L’uomo diviene come ogni ente. Lanciato nel tempo egli muta nello spirito e nella carne; può trovare riparo nella propria memoria, ma molte volte essa è crudele. La sua protezione ci fa “ritrovare il tempo che credevamo perduto”, ci permette anche di ritrattare e di riconciliarci con le azioni compiute, ma in entrambi i casi ci costringe a guardarci intimamente come mai vorremmo.
Giuliano Brenna, autore del romanzo, non fa mistero del suo “amore” per Proust e per la sua mastodontica “Recherche”, che lo scrittore lombardo mette lì, tra le pagine, a guardia della sua storia. Questo atto di “fedeltà” non è l’ennesima ridondante allegoria su tematiche che ormai fanno parte del nostro patrimonio collettivo, ma è la sottile rielaborazione di un’affinità artistica.
Brenna costruisce uno scenario complesso, che mette in evidenza come la Storia sia un mare che bagna tutti e che stritola le nostre identità. Mattia è un orfano che attraversa l’adolescenza con ingovernabili tormenti. Il capitano Green è invece un ex ufficiale della Pide, la polizia politica del regime portoghese, che ha simulato la sua morte per poter riconquistare sé stesso, la sua natura. Logicamente, Green non è il suo vero nome, tantomeno la sua vita è limpida.

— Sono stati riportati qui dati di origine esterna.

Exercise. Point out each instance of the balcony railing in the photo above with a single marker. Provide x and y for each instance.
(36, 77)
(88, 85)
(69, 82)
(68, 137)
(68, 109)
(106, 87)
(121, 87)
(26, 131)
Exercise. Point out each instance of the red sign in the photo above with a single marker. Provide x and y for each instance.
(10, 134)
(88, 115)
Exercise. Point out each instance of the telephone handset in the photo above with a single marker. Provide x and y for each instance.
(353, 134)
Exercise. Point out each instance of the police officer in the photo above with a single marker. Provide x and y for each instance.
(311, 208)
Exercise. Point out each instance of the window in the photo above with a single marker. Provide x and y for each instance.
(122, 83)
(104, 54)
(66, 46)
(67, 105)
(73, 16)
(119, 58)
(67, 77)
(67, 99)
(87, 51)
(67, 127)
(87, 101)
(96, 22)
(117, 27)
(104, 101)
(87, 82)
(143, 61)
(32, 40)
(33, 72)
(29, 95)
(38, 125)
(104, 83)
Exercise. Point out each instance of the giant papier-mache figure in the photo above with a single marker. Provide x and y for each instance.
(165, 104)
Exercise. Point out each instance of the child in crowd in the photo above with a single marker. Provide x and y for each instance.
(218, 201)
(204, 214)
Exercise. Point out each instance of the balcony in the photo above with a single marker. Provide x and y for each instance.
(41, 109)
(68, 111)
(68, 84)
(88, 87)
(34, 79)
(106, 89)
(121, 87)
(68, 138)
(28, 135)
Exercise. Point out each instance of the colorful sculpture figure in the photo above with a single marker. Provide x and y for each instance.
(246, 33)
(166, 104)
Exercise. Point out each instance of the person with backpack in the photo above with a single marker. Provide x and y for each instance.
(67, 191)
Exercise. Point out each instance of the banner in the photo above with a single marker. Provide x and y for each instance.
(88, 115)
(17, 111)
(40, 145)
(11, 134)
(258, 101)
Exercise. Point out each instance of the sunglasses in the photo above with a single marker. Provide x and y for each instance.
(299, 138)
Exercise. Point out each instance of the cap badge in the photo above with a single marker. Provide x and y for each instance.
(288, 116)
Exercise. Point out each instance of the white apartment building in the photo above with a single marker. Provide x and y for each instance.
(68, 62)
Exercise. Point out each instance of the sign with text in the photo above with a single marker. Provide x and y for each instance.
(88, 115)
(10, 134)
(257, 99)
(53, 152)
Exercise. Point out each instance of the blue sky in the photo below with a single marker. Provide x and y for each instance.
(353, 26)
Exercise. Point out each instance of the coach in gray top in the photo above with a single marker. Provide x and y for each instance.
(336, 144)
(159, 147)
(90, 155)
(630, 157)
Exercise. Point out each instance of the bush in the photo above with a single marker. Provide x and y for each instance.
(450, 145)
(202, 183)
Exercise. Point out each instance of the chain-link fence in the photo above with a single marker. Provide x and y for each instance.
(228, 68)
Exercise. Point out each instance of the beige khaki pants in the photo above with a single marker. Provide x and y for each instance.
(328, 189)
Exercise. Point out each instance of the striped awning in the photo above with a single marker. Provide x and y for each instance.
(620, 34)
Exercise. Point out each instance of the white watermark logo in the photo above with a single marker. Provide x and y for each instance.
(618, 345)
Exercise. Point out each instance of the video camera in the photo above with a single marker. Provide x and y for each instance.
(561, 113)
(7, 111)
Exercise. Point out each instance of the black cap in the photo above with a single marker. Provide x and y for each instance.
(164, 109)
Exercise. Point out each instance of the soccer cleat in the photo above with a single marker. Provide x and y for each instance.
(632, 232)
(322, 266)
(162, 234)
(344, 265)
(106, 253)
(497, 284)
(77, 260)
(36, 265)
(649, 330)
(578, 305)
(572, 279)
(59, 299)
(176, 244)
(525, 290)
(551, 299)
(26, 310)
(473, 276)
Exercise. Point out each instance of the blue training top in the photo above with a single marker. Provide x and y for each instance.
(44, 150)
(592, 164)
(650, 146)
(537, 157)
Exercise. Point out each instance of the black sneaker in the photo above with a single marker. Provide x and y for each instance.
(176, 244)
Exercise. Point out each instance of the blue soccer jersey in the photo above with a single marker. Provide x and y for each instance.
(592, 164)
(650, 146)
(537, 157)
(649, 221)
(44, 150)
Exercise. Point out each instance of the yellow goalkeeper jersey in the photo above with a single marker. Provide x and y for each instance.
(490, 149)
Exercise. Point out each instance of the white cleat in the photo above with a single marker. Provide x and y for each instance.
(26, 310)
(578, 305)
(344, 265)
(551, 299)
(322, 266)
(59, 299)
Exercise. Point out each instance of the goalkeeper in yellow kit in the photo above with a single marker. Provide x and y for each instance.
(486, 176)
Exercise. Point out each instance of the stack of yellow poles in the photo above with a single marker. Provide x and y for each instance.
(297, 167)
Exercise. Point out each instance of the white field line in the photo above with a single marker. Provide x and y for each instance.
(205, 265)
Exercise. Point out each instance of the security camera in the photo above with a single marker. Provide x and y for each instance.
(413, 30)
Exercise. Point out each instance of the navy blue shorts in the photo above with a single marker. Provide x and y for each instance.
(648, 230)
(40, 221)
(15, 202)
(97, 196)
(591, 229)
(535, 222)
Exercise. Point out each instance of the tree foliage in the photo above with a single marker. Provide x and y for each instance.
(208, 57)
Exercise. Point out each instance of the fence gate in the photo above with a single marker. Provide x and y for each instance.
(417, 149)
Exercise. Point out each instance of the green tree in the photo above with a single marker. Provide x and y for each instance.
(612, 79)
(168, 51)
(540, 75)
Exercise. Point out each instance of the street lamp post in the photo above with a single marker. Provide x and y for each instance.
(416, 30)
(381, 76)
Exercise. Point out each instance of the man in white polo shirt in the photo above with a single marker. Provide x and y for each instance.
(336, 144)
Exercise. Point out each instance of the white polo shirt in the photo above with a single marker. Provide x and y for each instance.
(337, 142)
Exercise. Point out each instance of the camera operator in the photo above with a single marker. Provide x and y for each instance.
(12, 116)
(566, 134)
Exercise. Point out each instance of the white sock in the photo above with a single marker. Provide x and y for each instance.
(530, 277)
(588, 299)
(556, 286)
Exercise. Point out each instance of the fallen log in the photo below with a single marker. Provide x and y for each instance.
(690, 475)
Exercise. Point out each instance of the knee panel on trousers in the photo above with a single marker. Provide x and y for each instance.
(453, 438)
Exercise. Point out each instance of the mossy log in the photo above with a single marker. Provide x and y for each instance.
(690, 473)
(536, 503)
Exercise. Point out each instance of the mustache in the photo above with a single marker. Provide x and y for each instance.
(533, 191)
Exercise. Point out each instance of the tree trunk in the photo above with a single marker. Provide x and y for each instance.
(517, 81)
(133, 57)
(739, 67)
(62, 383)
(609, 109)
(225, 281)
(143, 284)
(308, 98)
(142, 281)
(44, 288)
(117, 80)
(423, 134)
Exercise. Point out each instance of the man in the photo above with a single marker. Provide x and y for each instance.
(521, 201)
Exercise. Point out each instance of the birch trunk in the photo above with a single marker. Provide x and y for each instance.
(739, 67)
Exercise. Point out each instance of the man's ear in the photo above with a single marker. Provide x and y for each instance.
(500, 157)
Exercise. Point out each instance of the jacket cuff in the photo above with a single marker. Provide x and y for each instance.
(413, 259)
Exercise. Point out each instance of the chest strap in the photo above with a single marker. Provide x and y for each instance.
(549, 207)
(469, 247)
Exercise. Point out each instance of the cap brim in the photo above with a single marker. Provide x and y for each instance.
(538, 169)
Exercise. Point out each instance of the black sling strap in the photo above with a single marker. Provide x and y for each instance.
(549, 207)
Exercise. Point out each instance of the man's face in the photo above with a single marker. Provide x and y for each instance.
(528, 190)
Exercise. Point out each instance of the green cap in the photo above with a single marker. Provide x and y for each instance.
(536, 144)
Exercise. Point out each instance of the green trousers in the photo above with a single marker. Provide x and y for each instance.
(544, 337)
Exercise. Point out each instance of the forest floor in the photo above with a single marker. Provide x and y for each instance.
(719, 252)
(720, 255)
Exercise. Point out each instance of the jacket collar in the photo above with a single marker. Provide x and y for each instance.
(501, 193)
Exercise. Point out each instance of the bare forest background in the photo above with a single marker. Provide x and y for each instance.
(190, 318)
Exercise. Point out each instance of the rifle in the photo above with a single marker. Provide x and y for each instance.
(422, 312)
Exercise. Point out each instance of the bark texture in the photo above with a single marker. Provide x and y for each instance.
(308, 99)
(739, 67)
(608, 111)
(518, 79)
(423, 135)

Tra i due nasce un’attrazione che viene soddisfatta solo tramite il sesso violento, sadico e autolesionista. I motivi sono da ricercare in quel “tempo perduto” che conserva rimorsi, rimosso e ingabbiamenti inconsci. È un romanzo forte quello di Brenna; il linguaggio ricercato ha la capacità di raccontare con estrema precisione fatti e risvolti, assegnando al lettore il ruolo dell’ascoltatore che apprendendo la vicenda ha tutti gli strumenti per poter elaborare la propria opinione.
Grenn e Mattia si influenzano a vicenda. L’ex ufficiale vede nel suo giovanotto ciò che era e anche la sua incapacità di reagire, di non saper rispondere a sé stesso; viceversa, Mattia scruta nell’ex ufficiale il “mostro” che potrebbe diventare se non si riconcilierà mai con il suo passato.
In poche parole, ognuno insegna qualcosa all’altro, anche se quel rapporto è violento e non ha nulla di amorevole. E lasciatemi terminare con un altro appunto: il protagonista del romanzo è proprio l’amore, descritto qui come forza capace di smascherare, come estrema potenza liberatrice, come “verità” che, per quanto oppugnabile, mostra con chiarezza essenza e indole dell’individuo.
Brenna firma un’opera che conserva quello spirito novecentesco dedito all’indagine. La sua scrittura non si ferma alla dimostrazione dei fatti ma degli attimi, di quelle particelle che compongono l’esistenza di ciascuno e che sono infinite.